Marc Marone

profile.jpg

I’m a final year PhD student at Johns Hopkins University advised by Benjamin Van Durme. My research centers around understanding the datasets that enable foundation models – from knowledge acquisition in pretraining to systematic data pipelines for reasoning, code, and multilingual capabilities.
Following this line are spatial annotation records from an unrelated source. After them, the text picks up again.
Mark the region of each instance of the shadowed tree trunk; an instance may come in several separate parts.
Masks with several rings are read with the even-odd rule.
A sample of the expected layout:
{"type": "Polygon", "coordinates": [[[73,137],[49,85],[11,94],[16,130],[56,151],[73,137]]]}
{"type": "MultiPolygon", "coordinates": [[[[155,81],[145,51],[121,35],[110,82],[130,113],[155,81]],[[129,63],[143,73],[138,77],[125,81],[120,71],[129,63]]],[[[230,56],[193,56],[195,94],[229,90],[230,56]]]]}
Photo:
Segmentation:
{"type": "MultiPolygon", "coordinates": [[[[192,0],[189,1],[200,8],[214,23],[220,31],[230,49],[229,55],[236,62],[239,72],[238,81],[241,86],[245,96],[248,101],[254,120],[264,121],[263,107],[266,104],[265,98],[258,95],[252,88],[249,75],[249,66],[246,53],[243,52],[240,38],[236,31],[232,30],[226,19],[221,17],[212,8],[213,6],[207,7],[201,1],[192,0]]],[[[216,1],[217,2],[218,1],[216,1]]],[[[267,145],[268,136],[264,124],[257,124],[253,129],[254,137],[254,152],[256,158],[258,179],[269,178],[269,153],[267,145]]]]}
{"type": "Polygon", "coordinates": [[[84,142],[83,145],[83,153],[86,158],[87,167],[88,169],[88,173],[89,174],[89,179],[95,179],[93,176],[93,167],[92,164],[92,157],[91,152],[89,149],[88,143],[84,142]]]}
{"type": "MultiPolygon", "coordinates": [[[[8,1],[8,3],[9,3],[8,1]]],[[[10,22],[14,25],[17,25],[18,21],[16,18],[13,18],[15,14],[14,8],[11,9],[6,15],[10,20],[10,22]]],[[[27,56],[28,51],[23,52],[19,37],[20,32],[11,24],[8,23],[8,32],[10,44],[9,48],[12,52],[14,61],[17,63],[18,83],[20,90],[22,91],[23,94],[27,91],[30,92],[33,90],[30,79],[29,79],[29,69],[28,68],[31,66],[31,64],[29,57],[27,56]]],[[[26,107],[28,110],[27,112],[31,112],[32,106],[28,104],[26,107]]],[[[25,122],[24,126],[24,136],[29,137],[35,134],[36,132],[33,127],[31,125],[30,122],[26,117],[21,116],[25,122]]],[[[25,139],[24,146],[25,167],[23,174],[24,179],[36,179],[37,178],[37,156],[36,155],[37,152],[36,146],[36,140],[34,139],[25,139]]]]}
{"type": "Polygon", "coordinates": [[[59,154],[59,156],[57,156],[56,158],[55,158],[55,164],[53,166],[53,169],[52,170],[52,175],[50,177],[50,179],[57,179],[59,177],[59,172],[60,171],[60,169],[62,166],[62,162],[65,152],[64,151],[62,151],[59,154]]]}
I recently interned at Meta, working on the team that builds datasets for large scale models (like Llama). I also interned at Databricks Mosaic Research, working on LLM datasets. My PhD work at JHU explores knowledge from pretraining and tools for understanding datasets - our academic work was honored at CoLM 2024 and I recently released a state-of-the-art multilingual encoder that is better, faster, and more multilingual than similar models. See News for more!

On the Job Market!

I'm looking for full-time opportunities for data focused research. Topics like large scale curation, synthetic data, and models for emerging modalities are of special interest. Please reach out!

Resume Contact

Some research problems I’m interested in:

  • How can we efficiently query large datasets for LLMs (Data Portraits)? How does large data influence models as knowledge sources (Dated Data, outstanding paper award at CoLM 2024)?
  • What do we need to build a highly multilingual encoder (MMBert)? How do encoders and decoders differ when trained on the same data (Ettin)?
  • How can we find high quality web data?
  • How can we efficiently balance compute used to create datasets with compute spent on training models? Are there favorable FLOP tradeoffs?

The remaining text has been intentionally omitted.